Randall Collins concludes The Sociology of Philosophies with a strong pattern: the general trend of intellectual creativity is toward greater abstraction and greater reflexivity. Abstraction is the more familiar concept - the intellectuals considering a problem think of it in more general and encompassing terms. Reflexivity means that the way a problem is organized now is increasingly shaped by the way previous intellectuals have reshaped the problem in the past.
A few days ago I blogged about the coincidence of philosophical Idealism and the secularization of universities. A helpful reader pointed out, correctly, that I left the impression that Idealism was not really a response to intellectual problems of predecessor philosophies, but was caused by the structural conditions of secularization. This would not be correct. Idealism is a serious philosophical position with much to recommend it. It is true, though, that most idealisms (and not just the Christian-related ones) abstract from the specific scriptures and historical precedents that gave rise to them.
Collins suggests that instead the philosophy of scripture and traditional practice is often developed reluctantly by scriptural traditionalists. They are forced to become intellectuals about the faith because rationalist believers in their own tradition force them to in reaction. The very people who most believe the particulars of sacred scripture and faithful practice are obliged to defend those particulars in abstract terms.
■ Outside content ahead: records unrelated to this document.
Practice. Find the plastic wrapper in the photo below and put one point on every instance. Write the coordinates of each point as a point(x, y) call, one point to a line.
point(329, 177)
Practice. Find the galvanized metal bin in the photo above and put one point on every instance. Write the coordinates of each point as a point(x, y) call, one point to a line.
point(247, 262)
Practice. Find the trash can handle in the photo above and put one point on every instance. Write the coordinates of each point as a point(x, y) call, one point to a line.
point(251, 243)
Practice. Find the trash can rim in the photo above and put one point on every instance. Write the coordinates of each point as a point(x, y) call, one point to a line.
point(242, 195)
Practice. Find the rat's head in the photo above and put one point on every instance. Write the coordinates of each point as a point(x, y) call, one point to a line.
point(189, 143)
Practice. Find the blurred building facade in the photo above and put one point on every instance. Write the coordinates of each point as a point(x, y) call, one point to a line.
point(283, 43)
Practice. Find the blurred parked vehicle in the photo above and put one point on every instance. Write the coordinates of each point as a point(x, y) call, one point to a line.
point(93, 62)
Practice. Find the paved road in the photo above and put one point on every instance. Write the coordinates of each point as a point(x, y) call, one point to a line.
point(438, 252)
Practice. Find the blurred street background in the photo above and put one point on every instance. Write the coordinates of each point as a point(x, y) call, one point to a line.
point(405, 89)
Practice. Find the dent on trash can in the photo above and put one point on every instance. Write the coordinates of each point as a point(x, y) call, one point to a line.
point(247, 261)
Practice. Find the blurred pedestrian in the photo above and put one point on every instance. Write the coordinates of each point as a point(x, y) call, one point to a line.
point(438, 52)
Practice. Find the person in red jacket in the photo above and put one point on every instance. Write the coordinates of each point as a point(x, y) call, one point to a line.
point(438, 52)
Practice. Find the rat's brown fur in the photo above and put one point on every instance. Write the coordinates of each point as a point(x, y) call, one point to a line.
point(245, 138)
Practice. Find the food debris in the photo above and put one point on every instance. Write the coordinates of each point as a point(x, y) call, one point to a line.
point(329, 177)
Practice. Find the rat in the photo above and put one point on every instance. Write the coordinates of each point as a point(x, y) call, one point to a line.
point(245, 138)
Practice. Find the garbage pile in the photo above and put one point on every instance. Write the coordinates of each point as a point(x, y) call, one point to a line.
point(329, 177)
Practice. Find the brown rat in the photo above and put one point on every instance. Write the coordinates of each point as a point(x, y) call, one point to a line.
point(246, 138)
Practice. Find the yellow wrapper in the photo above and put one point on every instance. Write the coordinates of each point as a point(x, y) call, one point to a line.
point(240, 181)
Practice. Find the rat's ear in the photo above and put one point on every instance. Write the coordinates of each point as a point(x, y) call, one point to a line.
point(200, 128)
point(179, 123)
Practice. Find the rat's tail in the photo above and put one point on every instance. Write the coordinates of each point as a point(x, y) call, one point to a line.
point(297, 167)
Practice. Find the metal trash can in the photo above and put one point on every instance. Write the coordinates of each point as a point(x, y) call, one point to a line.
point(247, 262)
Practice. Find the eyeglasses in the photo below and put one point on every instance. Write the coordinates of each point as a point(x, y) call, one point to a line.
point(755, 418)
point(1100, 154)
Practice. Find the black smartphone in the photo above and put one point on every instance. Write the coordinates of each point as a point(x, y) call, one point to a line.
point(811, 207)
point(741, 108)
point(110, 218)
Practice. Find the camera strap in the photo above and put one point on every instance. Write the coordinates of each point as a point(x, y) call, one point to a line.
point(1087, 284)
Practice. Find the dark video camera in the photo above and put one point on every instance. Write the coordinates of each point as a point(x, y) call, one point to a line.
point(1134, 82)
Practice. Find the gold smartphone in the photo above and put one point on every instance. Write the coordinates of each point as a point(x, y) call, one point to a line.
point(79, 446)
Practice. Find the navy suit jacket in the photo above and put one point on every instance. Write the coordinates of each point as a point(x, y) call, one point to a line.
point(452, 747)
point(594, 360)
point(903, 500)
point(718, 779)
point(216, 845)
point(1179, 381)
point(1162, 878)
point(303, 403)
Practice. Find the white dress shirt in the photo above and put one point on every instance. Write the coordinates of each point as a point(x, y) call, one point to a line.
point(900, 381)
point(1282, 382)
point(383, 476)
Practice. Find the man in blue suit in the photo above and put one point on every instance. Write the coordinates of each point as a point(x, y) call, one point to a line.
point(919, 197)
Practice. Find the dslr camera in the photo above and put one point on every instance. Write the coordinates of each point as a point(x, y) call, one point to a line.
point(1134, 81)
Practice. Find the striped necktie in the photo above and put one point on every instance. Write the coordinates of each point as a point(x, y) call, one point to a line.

Over time, these abstract defenses of particularity become reflexive -- they shape how new generations of believers understand what scripture and tradition mean.
Collins is more concerned with the development of (secular) philosophy than he is of the religious faiths from which most philosophies are developed. It seems to me, though, that the logic of his argument means that the competitive process of intellectual creativity would tend to undermine traditional faith, even when the intellectuals are creating a defense of that faith.